Sunday, September 02, 2018

Into Thin Air (2)



Hemingway's observation:
Switzerland is a small steep country, much more up and down than sideways, and is all stuck over with large brown hotels built on the cuckoo clock style of architecture.
Precisely.  Everywhere there are Chalets, but they'd look funnily out of place if not for the ever-present mountains.

Chalets at Mürren: Cuckoo, Cuckoo (left, author; right, McDade)

If you range into cities like Zurich or Luzern, off in the distance -- slight or far -- you see snowy mountains.  Unlike the wide spread of Rocky Mountains in the US, Switzerland's mountains are much closer together.
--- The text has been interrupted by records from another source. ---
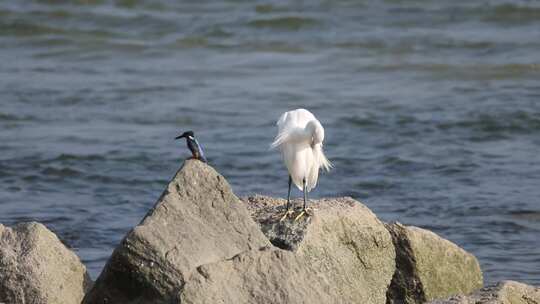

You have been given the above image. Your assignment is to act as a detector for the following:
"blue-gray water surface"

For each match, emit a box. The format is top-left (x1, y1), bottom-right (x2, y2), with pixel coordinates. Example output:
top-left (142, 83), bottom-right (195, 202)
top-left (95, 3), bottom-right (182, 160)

top-left (0, 0), bottom-right (540, 284)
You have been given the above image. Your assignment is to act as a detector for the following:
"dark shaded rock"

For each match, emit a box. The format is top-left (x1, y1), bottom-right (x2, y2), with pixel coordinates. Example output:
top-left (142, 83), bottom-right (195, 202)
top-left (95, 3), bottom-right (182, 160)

top-left (429, 281), bottom-right (540, 304)
top-left (243, 196), bottom-right (395, 303)
top-left (386, 223), bottom-right (483, 304)
top-left (84, 160), bottom-right (270, 303)
top-left (0, 222), bottom-right (92, 304)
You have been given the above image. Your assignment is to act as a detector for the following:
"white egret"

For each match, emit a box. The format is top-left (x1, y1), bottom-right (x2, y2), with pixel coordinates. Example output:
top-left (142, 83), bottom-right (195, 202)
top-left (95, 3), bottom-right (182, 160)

top-left (271, 109), bottom-right (332, 220)
top-left (174, 131), bottom-right (208, 163)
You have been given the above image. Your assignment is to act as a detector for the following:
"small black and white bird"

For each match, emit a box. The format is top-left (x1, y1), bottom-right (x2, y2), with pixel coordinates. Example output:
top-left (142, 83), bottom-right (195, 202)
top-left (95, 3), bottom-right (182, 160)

top-left (175, 131), bottom-right (208, 163)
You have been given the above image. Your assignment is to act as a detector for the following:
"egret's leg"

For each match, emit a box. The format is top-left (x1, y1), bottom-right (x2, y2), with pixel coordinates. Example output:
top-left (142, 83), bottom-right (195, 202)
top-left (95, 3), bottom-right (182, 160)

top-left (287, 175), bottom-right (292, 211)
top-left (294, 178), bottom-right (309, 221)
top-left (302, 178), bottom-right (307, 211)
top-left (279, 175), bottom-right (294, 222)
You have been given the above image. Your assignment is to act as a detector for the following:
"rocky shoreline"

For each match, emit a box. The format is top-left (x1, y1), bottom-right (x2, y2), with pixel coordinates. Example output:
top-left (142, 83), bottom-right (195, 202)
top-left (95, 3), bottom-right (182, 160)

top-left (0, 160), bottom-right (540, 304)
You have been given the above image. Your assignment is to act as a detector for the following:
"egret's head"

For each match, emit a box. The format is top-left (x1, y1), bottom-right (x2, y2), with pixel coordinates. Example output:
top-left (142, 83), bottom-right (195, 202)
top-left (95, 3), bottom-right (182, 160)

top-left (174, 131), bottom-right (195, 139)
top-left (306, 119), bottom-right (324, 145)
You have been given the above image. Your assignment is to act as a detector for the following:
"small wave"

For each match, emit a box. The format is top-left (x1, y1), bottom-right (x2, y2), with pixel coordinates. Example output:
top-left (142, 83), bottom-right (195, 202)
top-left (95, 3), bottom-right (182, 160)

top-left (248, 16), bottom-right (319, 31)
top-left (0, 112), bottom-right (37, 122)
top-left (41, 167), bottom-right (82, 177)
top-left (510, 210), bottom-right (540, 222)
top-left (437, 111), bottom-right (540, 134)
top-left (0, 19), bottom-right (63, 36)
top-left (53, 153), bottom-right (105, 161)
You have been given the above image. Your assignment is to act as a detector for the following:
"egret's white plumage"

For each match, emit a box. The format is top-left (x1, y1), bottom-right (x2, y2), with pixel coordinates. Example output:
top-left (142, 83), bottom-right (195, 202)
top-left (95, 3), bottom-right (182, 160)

top-left (271, 109), bottom-right (332, 192)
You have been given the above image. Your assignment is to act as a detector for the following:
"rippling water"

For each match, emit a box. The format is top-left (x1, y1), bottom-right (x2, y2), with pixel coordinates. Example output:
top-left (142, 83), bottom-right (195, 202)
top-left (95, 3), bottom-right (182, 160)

top-left (0, 0), bottom-right (540, 284)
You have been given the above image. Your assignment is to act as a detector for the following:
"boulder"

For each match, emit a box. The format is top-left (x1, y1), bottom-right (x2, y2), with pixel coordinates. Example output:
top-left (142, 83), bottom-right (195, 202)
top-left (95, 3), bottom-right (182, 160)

top-left (84, 160), bottom-right (270, 304)
top-left (84, 160), bottom-right (482, 304)
top-left (181, 196), bottom-right (395, 304)
top-left (387, 223), bottom-right (483, 303)
top-left (430, 281), bottom-right (540, 304)
top-left (0, 222), bottom-right (92, 304)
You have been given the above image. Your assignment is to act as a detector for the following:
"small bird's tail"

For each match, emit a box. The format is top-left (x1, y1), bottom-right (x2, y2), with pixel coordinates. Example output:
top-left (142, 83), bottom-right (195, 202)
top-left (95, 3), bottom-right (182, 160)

top-left (270, 130), bottom-right (290, 149)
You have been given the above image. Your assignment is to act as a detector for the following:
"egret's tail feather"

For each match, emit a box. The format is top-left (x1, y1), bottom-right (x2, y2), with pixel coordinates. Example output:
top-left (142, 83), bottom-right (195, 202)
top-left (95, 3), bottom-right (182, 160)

top-left (313, 144), bottom-right (334, 171)
top-left (270, 129), bottom-right (296, 149)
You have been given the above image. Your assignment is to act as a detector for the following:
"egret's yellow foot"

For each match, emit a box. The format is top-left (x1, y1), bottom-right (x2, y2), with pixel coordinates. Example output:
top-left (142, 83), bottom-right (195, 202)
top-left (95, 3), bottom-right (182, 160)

top-left (294, 208), bottom-right (314, 222)
top-left (279, 209), bottom-right (294, 222)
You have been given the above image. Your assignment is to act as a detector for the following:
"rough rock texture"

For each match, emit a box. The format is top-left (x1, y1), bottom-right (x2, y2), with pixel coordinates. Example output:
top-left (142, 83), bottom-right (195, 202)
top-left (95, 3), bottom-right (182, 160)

top-left (240, 196), bottom-right (395, 303)
top-left (84, 160), bottom-right (270, 304)
top-left (387, 223), bottom-right (483, 303)
top-left (0, 222), bottom-right (92, 304)
top-left (430, 281), bottom-right (540, 304)
top-left (182, 196), bottom-right (395, 304)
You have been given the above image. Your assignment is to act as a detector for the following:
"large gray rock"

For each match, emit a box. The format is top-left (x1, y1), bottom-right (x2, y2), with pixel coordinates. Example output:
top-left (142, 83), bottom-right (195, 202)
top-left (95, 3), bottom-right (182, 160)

top-left (430, 281), bottom-right (540, 304)
top-left (387, 223), bottom-right (483, 304)
top-left (84, 160), bottom-right (488, 304)
top-left (0, 222), bottom-right (92, 304)
top-left (182, 196), bottom-right (395, 304)
top-left (84, 160), bottom-right (270, 304)
top-left (240, 196), bottom-right (395, 303)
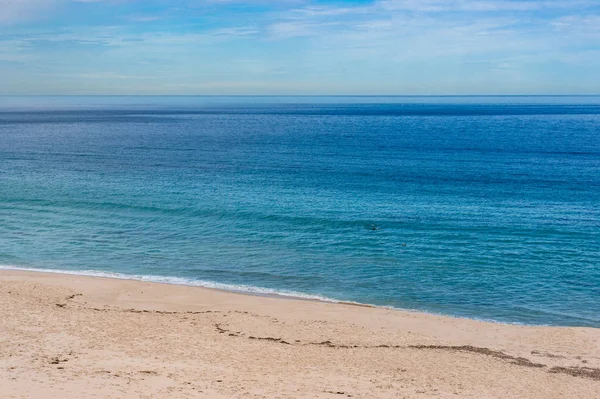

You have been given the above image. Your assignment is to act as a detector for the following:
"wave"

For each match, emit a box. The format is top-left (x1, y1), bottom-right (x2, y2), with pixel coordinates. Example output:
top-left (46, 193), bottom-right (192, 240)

top-left (0, 265), bottom-right (340, 306)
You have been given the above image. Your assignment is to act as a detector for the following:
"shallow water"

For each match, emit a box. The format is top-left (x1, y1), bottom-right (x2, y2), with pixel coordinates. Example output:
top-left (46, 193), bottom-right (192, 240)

top-left (0, 97), bottom-right (600, 327)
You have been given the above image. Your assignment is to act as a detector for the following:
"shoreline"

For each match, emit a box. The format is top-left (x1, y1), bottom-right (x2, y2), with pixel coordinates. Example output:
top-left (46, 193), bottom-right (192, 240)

In consequence, much of Switzerland is made up of toweringly steep way-ups that squeeze against the narrow, dizzyingly-down valleys; it's a paradise for those who live exist in a sideways land.

These geographical physics (up/down vs sideways) help to explain Iowa's new motto: "Welcome to Iowa.  We hope you brought something to do."

One Consequence of Sideways

So.  You must get out of sideways land and go to one that's up and down -- and do so regularly.  You go, for instance, to Switzerland where there are things to do.  Switzerland's famous mountains (you can read about them anywhere) -- have a truth about them: they are dangerous and have claimed many lives -- 500 on the Matterhorn since it was first ascended.  There are consequences to up and down.  The stories (as in the classic book The White Spider, about the Eiger) will make your palms sweaty with vertical edginess.  Yet what do you gain with such exposure?

 
Clouds and Cliffs along the Hornli Ridge (source: video capture, author)

You gain something inestimable.  With the exposure comes the views of massive spaces of still air between the rock faces and glaciers, space often punctuated with the dimly heard clunking and tinkling of cow bells tweedling up from the valley 2000 feet below.  You will also meet cows high in the mountains where they feed on the steep and slanting carpets of grass and flowers.  You can read about it.  But it's not the same.  You have to go there.

 The Hollow North Face of the Eiger (left) next to the
Snowier Mönch with the Eiger Glacier between them;

viewed from Kleine Scheidegg (source: author)

And the thing about a mountain here (not least the Matterhorn) -- it matters.  Even when it's encased in cloud.  It feels like a home for which you've longed but have never been to -- well worth all the huffing and puffing required to get there.


The Hörnlihütte (yellow square) on the Ridge

What else is here?  Consider how sensible the Swiss are!  Well, with everyone's money in their banks, they'd best be fairly sensible.  But they also market their own goods smartly: Victorinox everywhere, with their diverse products.  The workers in the mountains -- whether on their fabulously designed high railways or gondolas -- all wear Switzerland's own Mammut vests and jackets.  Of course, there are Swiss watches, not just in the train stations.  Everywhere.  And their foods -- not merely the diverse sausages, prosciutto (including lamb), myriad cheeses, and breads -- are all brilliant.  And then the Swiss engineering in a million other products, including their gondolas and ski lifts -- that even turn corners.  Amazing.

 So too: the cows sport Swiss-made bells of various sizes, as do the domestic goats (not the wild Ibex peering down at you from ledges 800 feet above as you hike past).  Every little move a cow makes sets the bell ringing.  It might be very jolly -- it sounds so and, apparently, the animals are jolly wearing them.  But if it were around our own necks we'd be A) deaf ("What?...what?") and B) distracted at every turn.

And yet, pop into a hardware store in Zermatt, for instance, and you will find the usual farming supplies, bolts, nuts, wrenches/spanners -- everything a hardware store in a rural area offers, but also -- bells.  Huge, big, middling, and small: bells.  Swiss made, which means not just simply well made but brilliantly so. What other country boasts such a thing?  And there they are in a window, all lined up for the keepers of cattle.

Klinkle-Klunk: a Swiss-made Firmann Bell

And some of the older Chalets that no longer house cattle-keepers, like this below, sport the old bells.  The shaped and soldered sheet-metal bells are for summer grazing; the round, cast bells are for when the cattle come down in the fall.  Why?  I don't know: an inn keeper told me this.

A Chalet in Mürren Sporting Its Old Bells (source: author)

It's a magnificent country that whispers into your Imagination, just as the Romantics told us it would.

 Lauterbrunnen (Source: myswitzerland)

And if you are a Votary of the Blue Flower, it's the only place to go.  Just ask Heinrich von Ofterdingen [Link].